Lo chef stellato Yannick Alléno ha pubblicato questo sabato una foto di suo figlio, Antoine, morto l’8 maggio. Ha annunciato la creazione di un’associazione per aiutare le vittime di recidivi.

Antoine Alléno, 24 anni, è morto domenica 8 maggio a seguito di un incidente causato da un conducente nel cuore di Parigi. Il giovane chef, che in cucina ha seguito le orme del padre, è stato vittima di un individuo noto alle forze dell’ordine per diversi reati e reati commessi. Arrestato pochi istanti dopo l’incidente e incriminato per omicidio colposo, l’autista era particolarmente ricercato dalle autorità a causa di una pena detentiva che non aveva scontato.

Questo sabato, 14 maggio, all’indomani della cerimonia funebre di Antoine Alléno, suo padre e lo chef stellato Yannick Alléno hanno postato un nuovo lungo messaggio su Instagram, ringraziando in particolare la First Lady di Francia, Brigitte Macron, “per il suo prezioso aiuto”, nonché come Rachida Dati, sindaco del 7° arrondissement, “per la sua chiamata ai primi momenti”.
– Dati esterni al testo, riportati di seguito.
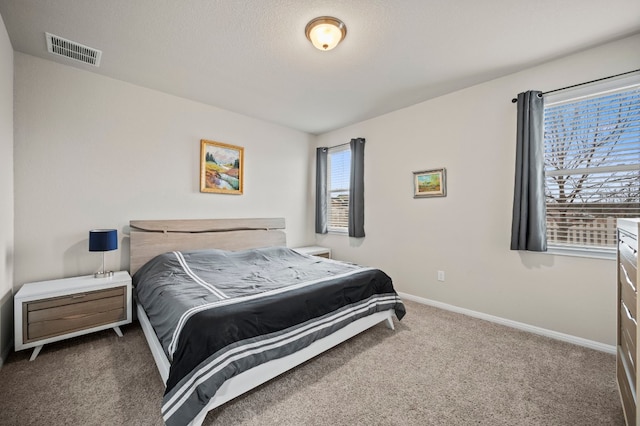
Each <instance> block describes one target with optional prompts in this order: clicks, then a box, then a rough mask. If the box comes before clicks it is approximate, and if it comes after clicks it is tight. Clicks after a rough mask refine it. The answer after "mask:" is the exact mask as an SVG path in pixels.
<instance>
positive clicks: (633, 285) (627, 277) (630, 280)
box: [620, 263, 638, 293]
mask: <svg viewBox="0 0 640 426" xmlns="http://www.w3.org/2000/svg"><path fill="white" fill-rule="evenodd" d="M620 268H621V269H622V273H623V274H624V278H625V280H626V281H627V284H628V285H629V287H631V288H632V289H633V291H634V292H636V293H637V292H638V290H637V289H636V286H635V285H633V283H632V282H631V279H630V278H629V274H627V268H625V267H624V265H623V264H622V263H621V264H620Z"/></svg>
Nel processo, il capo ha annunciato la creazione di un’associazione a nome del figlio per sostenere le vittime dei recidivi. “Ho appena capito stamattina la mancanza che mi perseguiterà per tutta la vita. Quindi, la sua energia depositata nelle profondità del mio corpo verrà utilizzata, attraverso l’associazione Antoine Alléno, per sostenere le vittime di recidivi”, ha scritto Yannick Alléno su Instagram.

Il padre della vittima aveva più volte reso omaggio al figlio sui social, pubblicando i ritratti del giovane chef e dei mazzi di fiori lasciati davanti al suo ristorante.